A AXIA Energia concluiu um dos maiores investimentos de sua história voltados para o retrofit e modernização de ativos de transmissão de grande porte no país. Com um aporte consolidado de R$ 1,11 bilhão, a companhia finalizou a substituição de nove bancos de capacitores série de 765 kV nas subestações de Ivaiporã (PR) e Itaberá (SP). A entrada em operação comercial das estruturas ocorreu no último sábado (27), antecipando em cinco meses o prazo limite regulamentar estabelecido pela Agência Nacional de Energia Elétrica (ANEEL).
A entrega antecipada dos empreendimentos otimiza o fluxo de caixa da transmissora e eleva as condições operacionais do Sistema Interligado Nacional (SIN) em um dos principais corredores de escoamento de energia do país. Com as modernizações concluídas, a AXIA Energia atende as Resoluções Autorizativas da ANEEL, de 2022, assegurando o reajuste da Receita Anual Permitida (RAP) para o patamar de R$ 229 milhões.
Cronograma de substituição e expansão de segurança no Sul e Sudeste
O processo de modernização focou no aumento do controle de tensão e estabilidade da rede por meio da substituição de nove bancos de capacitores (BCS). A subestação de Ivaiporã, localizada no Paraná, foi o ponto de partida do plano de melhorias logísticas e de engenharia da empresa, registrando a energização do seu primeiro equipamento ainda em janeiro de 2025. Ao todo, a unidade paranaense recebeu seis novos bancos de capacitores, ampliando a robustez na transmissão regional.
No estado de São Paulo, a subestação de Itaberá recebeu os três bancos de capacitores restantes do projeto. O encerramento definitivo dos trabalhos de campo ocorreu com a energização do nono e último equipamento, que atua de forma associada à linha de transmissão Itaberá–Tijuco C1, na região sudoeste paulista. Trata-se de uma estrutura crítica e fundamental para o abastecimento e estabilidade do atendimento à carga de energia no estado de São Paulo.

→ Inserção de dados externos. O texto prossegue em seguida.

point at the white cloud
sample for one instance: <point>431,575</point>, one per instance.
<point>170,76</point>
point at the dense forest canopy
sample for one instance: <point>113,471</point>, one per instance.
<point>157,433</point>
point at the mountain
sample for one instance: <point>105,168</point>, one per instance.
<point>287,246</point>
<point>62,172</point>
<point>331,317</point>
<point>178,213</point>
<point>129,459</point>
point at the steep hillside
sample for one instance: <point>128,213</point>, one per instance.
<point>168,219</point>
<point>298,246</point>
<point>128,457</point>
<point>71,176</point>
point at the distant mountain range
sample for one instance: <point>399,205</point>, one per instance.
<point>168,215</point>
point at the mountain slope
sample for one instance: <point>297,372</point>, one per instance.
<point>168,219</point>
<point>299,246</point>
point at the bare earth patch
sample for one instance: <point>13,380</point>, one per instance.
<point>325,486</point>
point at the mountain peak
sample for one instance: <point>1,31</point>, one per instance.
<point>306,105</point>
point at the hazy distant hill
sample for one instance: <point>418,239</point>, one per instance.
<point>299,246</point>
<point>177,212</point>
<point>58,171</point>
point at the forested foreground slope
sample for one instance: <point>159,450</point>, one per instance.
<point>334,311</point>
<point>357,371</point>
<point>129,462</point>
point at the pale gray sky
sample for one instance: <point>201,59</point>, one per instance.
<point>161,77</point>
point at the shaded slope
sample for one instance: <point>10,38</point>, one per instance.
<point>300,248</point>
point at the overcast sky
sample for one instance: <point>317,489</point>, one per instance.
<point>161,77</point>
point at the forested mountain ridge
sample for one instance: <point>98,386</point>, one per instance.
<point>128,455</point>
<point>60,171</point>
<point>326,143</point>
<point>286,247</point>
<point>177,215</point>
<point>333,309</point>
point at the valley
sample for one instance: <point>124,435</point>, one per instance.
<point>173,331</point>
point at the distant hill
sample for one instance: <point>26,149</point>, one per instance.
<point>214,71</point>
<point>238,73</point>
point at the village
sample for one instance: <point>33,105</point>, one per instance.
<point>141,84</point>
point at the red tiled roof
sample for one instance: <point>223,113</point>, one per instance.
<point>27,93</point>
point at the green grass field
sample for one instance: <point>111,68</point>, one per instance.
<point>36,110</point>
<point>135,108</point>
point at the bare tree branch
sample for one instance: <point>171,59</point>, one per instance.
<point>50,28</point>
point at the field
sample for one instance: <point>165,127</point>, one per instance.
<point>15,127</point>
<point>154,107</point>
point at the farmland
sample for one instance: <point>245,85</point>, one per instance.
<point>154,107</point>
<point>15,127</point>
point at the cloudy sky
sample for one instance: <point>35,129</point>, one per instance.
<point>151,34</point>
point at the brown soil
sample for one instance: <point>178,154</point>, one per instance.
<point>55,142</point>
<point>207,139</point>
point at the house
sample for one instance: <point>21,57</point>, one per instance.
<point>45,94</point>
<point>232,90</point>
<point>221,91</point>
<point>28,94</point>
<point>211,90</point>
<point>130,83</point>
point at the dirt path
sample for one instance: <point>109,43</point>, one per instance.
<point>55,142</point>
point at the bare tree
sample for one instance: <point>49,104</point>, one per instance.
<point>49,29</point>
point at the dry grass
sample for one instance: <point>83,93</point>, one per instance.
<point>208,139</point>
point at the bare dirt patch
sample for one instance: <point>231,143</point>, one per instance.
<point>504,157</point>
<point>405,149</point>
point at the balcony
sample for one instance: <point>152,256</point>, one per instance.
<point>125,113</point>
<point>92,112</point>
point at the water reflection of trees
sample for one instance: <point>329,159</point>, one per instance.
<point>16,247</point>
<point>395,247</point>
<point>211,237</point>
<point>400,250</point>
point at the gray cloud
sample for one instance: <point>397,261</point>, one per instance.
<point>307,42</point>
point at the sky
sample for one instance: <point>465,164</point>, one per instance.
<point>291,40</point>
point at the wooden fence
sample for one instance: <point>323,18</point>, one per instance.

Geração de empregos e mitigação de perdas sistêmicas
O desdobramento das obras ao longo dos últimos meses gerou impactos socioeconômicos relevantes para as áreas de influência dos projetos. A execução dos cronogramas civis e eletromecânicos movimentou as cadeias de fornecedores locais, sendo responsável pela geração, direta e indireta, de 2.209 postos de trabalho.
A substituição desses ativos era classificada como prioritária devido ao desgaste natural e à necessidade de substituição de equipamentos obsoletos. Ao avaliar os ganhos sistêmicos decorrentes do término da substituição técnica, o diretor de Implantação da Geração e Transmissão, Marcelo Calvet, ressalta os benefícios operacionais e a confiabilidade da malha: “Com essa modernização, haverá mais segurança no sistema interligado, otimizando a capacidade de transmissão e reduzindo perdas no abastecimento da região.”
Com a nova infraestrutura em operação comercial, os ativos de Ivaiporã e Itaberá reduzem o risco de restrições operacionais na transmissão e asseguram a resiliência no fluxo energético entre as regiões Sul e Sudeste.